When the film reaches its tortuously long climax, be prepared for an ending that will just about leave you speechless—not because it's gruesome, but because it's just plain perplexing. Which would be the word of the day when it comes to summarizing the film: it's perplexing why Alexandre Aja would write and direct, Kiefer Sutherland and Paula Patton would agree to star, and anybody who read the script would agree to fund it.
…the perplexing ending makes things clear as mud…
It's perplexing given that no one involved is without a great deal of talent and brains, but no one seemed to catch on to this before the cameras got rolling. On the plus side, the film has a few scary, chilling moments, but it actually more of a mystery film than a pure horror or scary movie, and one, unfortunately whose ending makes things clear as mud.

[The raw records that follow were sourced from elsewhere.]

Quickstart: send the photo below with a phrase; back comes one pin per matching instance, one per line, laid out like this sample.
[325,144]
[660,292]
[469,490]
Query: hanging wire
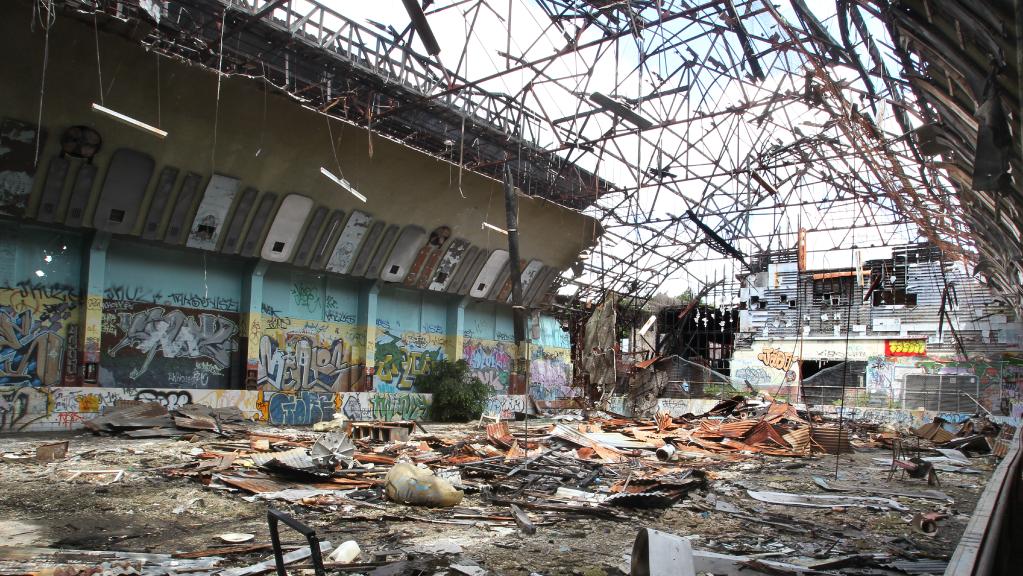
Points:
[220,77]
[99,68]
[46,23]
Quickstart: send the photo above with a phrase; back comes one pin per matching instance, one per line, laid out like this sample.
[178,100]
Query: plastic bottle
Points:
[346,552]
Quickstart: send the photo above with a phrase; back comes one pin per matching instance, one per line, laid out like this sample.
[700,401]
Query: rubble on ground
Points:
[750,481]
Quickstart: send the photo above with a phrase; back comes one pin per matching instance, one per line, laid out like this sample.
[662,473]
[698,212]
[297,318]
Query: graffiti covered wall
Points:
[38,326]
[309,356]
[550,373]
[160,346]
[401,357]
[491,361]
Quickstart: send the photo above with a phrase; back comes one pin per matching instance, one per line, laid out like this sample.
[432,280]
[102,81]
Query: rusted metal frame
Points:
[547,58]
[866,153]
[472,28]
[381,59]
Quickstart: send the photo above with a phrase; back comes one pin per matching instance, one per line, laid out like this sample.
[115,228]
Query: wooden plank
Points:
[161,195]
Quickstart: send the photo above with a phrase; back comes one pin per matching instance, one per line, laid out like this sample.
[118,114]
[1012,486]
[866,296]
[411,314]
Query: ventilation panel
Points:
[367,250]
[283,235]
[461,268]
[404,253]
[161,195]
[488,275]
[305,251]
[56,175]
[182,208]
[348,244]
[383,251]
[212,213]
[444,272]
[329,237]
[232,238]
[250,248]
[482,257]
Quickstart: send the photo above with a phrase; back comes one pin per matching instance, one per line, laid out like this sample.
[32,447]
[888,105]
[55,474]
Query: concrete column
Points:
[92,320]
[252,318]
[455,341]
[367,326]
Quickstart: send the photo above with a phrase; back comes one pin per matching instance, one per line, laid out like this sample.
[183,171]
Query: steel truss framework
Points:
[691,130]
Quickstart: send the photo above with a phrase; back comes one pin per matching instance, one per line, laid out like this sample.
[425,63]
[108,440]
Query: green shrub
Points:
[458,396]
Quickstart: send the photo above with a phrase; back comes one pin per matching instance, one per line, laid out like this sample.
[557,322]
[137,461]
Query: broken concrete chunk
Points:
[411,485]
[826,501]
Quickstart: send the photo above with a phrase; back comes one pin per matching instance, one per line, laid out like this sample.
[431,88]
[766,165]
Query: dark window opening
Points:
[894,297]
[833,292]
[949,393]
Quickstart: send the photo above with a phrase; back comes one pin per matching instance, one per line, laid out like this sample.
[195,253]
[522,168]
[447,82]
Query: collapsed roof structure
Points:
[694,131]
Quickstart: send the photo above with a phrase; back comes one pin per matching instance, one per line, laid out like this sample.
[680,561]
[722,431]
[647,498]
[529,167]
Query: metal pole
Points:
[518,310]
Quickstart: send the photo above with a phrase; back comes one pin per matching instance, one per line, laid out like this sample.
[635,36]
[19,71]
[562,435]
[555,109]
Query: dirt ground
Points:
[146,511]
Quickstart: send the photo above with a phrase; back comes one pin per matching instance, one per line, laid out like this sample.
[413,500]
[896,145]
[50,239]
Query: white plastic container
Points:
[346,552]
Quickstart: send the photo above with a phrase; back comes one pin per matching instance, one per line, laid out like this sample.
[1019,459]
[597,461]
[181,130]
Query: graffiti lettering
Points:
[492,364]
[399,360]
[774,358]
[21,406]
[297,407]
[204,302]
[504,406]
[306,297]
[31,348]
[753,374]
[176,335]
[550,375]
[303,363]
[173,399]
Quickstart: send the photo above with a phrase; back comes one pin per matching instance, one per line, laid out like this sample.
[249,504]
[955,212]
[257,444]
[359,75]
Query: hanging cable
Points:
[46,23]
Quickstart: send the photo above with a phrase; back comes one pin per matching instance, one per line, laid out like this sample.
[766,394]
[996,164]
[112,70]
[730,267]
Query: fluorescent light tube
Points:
[343,183]
[650,322]
[494,228]
[129,121]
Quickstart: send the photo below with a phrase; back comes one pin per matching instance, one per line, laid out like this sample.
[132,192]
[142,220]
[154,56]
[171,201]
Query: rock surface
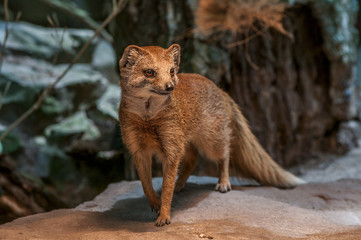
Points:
[326,209]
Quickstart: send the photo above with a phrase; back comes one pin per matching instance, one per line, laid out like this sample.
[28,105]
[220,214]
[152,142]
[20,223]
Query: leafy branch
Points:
[117,8]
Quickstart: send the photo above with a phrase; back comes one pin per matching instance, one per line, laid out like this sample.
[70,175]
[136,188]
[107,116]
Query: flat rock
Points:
[313,211]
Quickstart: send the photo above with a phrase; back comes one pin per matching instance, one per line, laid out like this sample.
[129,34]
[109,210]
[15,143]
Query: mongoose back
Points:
[173,116]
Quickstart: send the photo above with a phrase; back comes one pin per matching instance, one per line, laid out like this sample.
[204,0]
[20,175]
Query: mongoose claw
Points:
[223,187]
[156,210]
[161,221]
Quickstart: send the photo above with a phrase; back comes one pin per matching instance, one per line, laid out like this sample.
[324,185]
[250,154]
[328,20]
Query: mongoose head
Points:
[150,70]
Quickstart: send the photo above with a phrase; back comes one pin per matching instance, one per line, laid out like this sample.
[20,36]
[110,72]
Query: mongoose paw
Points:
[156,210]
[155,207]
[161,221]
[223,187]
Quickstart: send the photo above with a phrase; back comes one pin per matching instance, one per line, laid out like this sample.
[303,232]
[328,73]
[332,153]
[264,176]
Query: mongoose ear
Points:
[130,56]
[174,50]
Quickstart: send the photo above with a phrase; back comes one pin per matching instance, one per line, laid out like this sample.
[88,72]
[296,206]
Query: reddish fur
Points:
[196,116]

Kiefer Sutherland plays a defunct cop who takes a job as the night watchman at the spookiest burned out department store in Manhattan. Shortly thereafter, things in the mirror start to make him and everyone he loves think he's losing his mind. Unfortunately, he didn't get the this-isn't-"24"-memo, and completely over-reacts for this role. That and a perplexing ending make for a bad combination in this horror mystery that's needlessly complicated and overly gruesome. If you've got a bad case of "horror movie withdrawal" probably Mirrors is not going to satisfy the cravings, try Alien or Aliens instead—you cannot go wrong with those two classics.